Menjaga lingkungan tetap hijau dan bersih adalah tanggung jawab kita bersama.
Banyak hal dapat dilakukan. Nggak usah mikir yang muluk-muluk, mulai dari yang sederhana saja.
Mulai dari rumah kita, mulai dari diri kita....

Senin, 05 Juli 2010

Sampah Elektronik: Didaur Ulang atau Dibuang ke Negara Berkembang?

Usaha untuk mendaurulang sampah elektronik menghadapi masalah karena dalam prosesnya sulit dan beresiko tinggi terhadap para pekerja, serta menghasilkan produk-produk sekunder yang beracun. Sebagai contoh, proses extruding dalam kegiatan daur ulang plastik dari sampah elektronik dan proses recovery logam menghasilkan PBDE, dioksin, dan furan. Di Swedia contohnya, para pekerja yang bekerja di fasilitas daur ulang sampah elektronik, setiap harinya terekspos PBDE yang lepas ke udara sehingga darahnya mengandung PBDE tujuh puluh kali lipat dibandingkan dengan para medis di rumah sakit.

Pembakaran sampah elektronik di insinerator juga sangat berbahaya karena menghasilkan dioksin dan logam berat. Senyawa polyvinylchloride (PVC), biasanya terdapat di kabel dan body barang elektronik, ketika dibakar akan membentuk polychlorinated dibenzodioxins (dioksin) dan polychlorinated dibenzofurans (furan), suatu senyawa yang bersifat persisten, terakumulasi secara biologis, dan bersifat karsinogen.

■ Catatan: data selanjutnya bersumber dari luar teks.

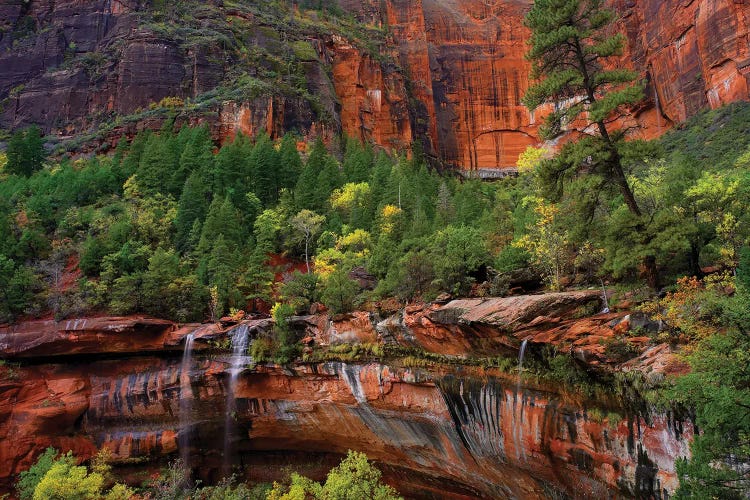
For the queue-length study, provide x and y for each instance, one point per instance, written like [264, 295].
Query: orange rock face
[488, 437]
[374, 102]
[465, 59]
[468, 74]
[694, 54]
[461, 431]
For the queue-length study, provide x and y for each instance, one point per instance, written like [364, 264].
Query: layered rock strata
[451, 74]
[440, 430]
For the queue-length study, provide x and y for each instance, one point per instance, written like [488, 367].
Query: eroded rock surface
[463, 431]
[451, 73]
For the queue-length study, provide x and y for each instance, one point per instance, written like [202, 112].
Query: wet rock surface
[450, 430]
[451, 74]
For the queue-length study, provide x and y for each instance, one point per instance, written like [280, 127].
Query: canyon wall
[451, 73]
[443, 429]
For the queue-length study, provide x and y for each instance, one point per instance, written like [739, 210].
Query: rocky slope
[446, 429]
[448, 73]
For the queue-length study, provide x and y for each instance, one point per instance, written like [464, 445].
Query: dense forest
[169, 227]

Selain itu dioksin juga mengganggu sistim hormon, mempengaruhi pertumbuhan janin, menurunkan kapasitas reproduksi, dan sistim kekebalan tubuh. Diketahui pula bahwa slag, fly ash, flue gas dan filter cake yang dihasilkan dari pembakaran sampah elektronik mengandung logam berat yang tinggi. Oleh karena itu, tidak mengherankan jika insinerator sampah, seperti yang berada di Kanada dan AS, menjadi sumber utama pencemaran dioksin dan logam berat di udara.

Mengingat resiko dan sulitnya mendaurulang sampah elektronik, beberapa negara maju membuang barang elektronik yang sudah ‘kedaluwarsa’ sebelum jadi sampah, seperti komputer, ke negara sedang berkembang atas nama barang elektronik second. Bagi negara pengimpor untuk sementara memang diuntungkan dengan barang elektronik harga murah meriah, tapi dalam jangka panjang harus menanggung beban pencemaran lingkungan B3 dari komponen-komponen rongsokan elektronik. Sedangkan bagi negara pengekspor mendapatkan keuntungan lingkungan terbebas dari B3 dan penghematan anggaran dimana biaya ekpor bisa lebih murah 10 kali lipat daripada untuk mendaurulangnya.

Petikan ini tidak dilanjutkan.